- From: <noah_mendelsohn@us.ibm.com>
- Date: Tue, 15 Aug 2006 12:32:13 -0400
- To: Bjoern Hoehrmann <derhoermi@gmx.net>
- Cc: www-tag@w3.org
Bjoern Hoehrmann wrote on June 30 a note [1] that was nominally about XBL
namespaces, but that in fact conveyed a lot of concerns regarding the
draft finding on Metadata in URIs [2]. So, I'm taking it as I would any
other input on a draft finding, and am attempting to respond here in
detail. The comments in fact arrived just as the TAG was voting to move
the draft to full finding status. I sent a rather tentative and
incomplete response around that time at [3], and Bjoern responded to that
at [4]. Accordingly, I told the TAG that we should hold off on the final
finding until I had a chance to work through Bjoern's response in more
detail. This is my attempt to do that.
I'm trying to strike a balance here. On the one hand, I want to be
responsive where there are important concerns. On the other, we always
have to pick a point where the TAG will say "publish", and further
comments can be considered as input to possible revisions. So, I've tried
to respond to Bjoern's comments with some detail and care, but given their
late arrival I am setting the bar a little higher than I might normally in
being open to significant redraft of the findings. I hope the following
strikes a reasonable balance.
The following quotes are from Bjoern's notes [1,3] followed by my
comments.
> * noah_mendelsohn@us.ibm.com wrote:
> >Which begs the questions: what sorts of information should bein a URI,
> >and who should or shouldn't depend on it being there? This
> might be the
> >time to remind everyone that the TAG has been working on just those
> >questions under the banner metadataInURI-31 [1]. We have a
> draft finding
> >[2], which as of the last TAG F2F is quite close to final. If this
> >discussion is going to turn to what should or shouldn't be
> encoded in the
> >text of a URI, I suggest giving the draft a look first. Thanks!
>
> >[1] http://www.w3.org/2001/tag/issues.html#metadatainURI-31
> >[2] http://www.w3.org/2001/tag/doc/metaDataInURI-31
>
> Let's see. The resource locator of the resource is poorly chosen,
This finding is following the same naming policy for drafts as the TAG has
used for other findings. While I can see that sensitivities are raised
particularly for a finding on metadata in URIs, I personally think the
name is fine (if not ideal), and propose not to tackle changes to the W3C
naming policy in conjunction with publication of this particular finding.

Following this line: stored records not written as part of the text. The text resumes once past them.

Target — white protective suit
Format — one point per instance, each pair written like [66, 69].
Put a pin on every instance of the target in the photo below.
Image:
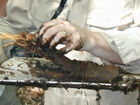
[116, 20]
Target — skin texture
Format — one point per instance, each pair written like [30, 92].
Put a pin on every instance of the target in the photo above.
[61, 31]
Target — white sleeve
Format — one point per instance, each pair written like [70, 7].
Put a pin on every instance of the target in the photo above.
[125, 43]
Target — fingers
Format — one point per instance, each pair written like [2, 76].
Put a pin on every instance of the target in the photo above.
[60, 31]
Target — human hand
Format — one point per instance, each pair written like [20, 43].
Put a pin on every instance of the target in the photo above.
[61, 31]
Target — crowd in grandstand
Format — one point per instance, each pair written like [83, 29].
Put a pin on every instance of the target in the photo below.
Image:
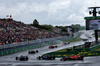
[13, 31]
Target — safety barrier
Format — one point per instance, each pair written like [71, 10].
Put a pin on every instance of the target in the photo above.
[22, 46]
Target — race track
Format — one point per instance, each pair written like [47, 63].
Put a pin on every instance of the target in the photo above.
[9, 60]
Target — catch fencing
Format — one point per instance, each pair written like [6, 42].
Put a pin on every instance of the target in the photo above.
[22, 46]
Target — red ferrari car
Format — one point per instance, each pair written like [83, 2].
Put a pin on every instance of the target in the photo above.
[52, 47]
[74, 57]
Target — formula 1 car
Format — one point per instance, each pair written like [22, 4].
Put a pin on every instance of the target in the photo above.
[46, 57]
[74, 57]
[22, 58]
[32, 51]
[65, 43]
[50, 47]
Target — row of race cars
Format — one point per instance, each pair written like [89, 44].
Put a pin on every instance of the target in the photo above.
[50, 57]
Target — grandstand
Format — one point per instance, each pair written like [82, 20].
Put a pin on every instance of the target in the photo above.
[12, 31]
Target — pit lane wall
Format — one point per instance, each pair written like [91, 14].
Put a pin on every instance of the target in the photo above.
[22, 46]
[93, 51]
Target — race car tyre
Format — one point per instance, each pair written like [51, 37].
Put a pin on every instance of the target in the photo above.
[16, 58]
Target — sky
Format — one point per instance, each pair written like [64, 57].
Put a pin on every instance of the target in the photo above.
[51, 12]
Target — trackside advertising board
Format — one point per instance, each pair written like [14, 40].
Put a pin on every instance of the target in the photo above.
[92, 23]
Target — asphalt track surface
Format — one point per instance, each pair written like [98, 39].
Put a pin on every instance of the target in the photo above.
[9, 60]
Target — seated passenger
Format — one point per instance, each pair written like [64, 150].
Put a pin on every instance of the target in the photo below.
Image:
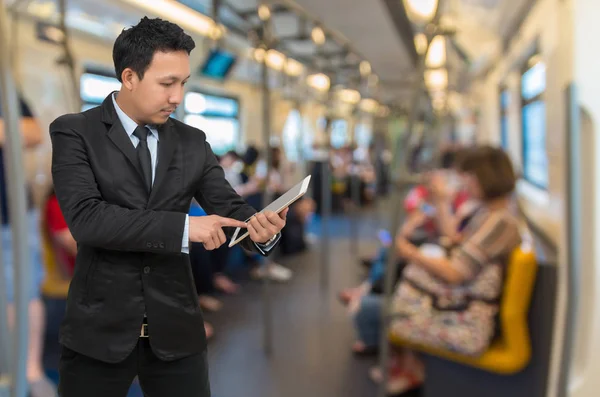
[442, 190]
[60, 250]
[450, 298]
[31, 135]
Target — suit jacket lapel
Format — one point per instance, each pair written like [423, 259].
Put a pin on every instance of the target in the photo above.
[167, 142]
[118, 135]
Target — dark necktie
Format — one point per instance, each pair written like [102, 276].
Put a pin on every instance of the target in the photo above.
[144, 155]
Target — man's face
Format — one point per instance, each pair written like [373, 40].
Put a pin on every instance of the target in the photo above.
[161, 90]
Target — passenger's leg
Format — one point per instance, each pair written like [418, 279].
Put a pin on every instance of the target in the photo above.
[84, 376]
[219, 258]
[368, 324]
[186, 377]
[40, 385]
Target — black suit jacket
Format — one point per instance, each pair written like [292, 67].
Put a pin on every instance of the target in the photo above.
[129, 259]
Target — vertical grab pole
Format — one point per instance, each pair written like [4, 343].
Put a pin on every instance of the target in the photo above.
[355, 199]
[574, 220]
[17, 212]
[398, 208]
[266, 116]
[325, 208]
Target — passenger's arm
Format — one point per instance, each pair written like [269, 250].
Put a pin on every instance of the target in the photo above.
[217, 196]
[415, 220]
[92, 220]
[494, 237]
[438, 266]
[31, 133]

> the document then incorrectly claims to make correct use of RFC2119
terms
>From Bjoern's 2nd response at [4]
> TAG findings are not normative documents and do not specify con-
> formance; the keywords are to specify requirement levels. The
> concept of having requirements in non-normative documents that
> cannot be complied with does not make sense to me. The specific
> use of "MUST NOT" is highly suspicious, it's entirely unclear
> from the text how interoperability is at stake, or which harm
> is done by ignoring it.
>From RFC 2119:
"In many standards track documents several words are used to signify the
requirements in the specification. These words are often capitalized.
This document defines these words as they should be
interpreted in IETF documents. Authors who follow these guidelines
should incorporate this phrase near the beginning of their document:
"The key words "MUST", "MUST NOT", "REQUIRED", "SHALL", "SHALL NOT",
"SHOULD", "SHOULD NOT", "RECOMMENDED", "MAY", and "OPTIONAL" in this
document are to be interpreted as described in RFC 2119.
"Note that the force of these words is modified by the requirement level
of the document in which they are used."
I don't see that as forbidding references from documents which are
non-normative. In fact, if the scope is limited at all, it's specifically
to IETF documents, and I think the precedent is well established for
referencing RFC 2119 from non-IETF specifications. Furthermore, while TAG
findings are not Recommendations, they are in some sense normative.
Continuing from RFC 2119:
"1. MUST This word, or the terms "REQUIRED" or "SHALL", mean that the
definition is an absolute requirement of the specification."
I'd say that's true of the use in the draft finding.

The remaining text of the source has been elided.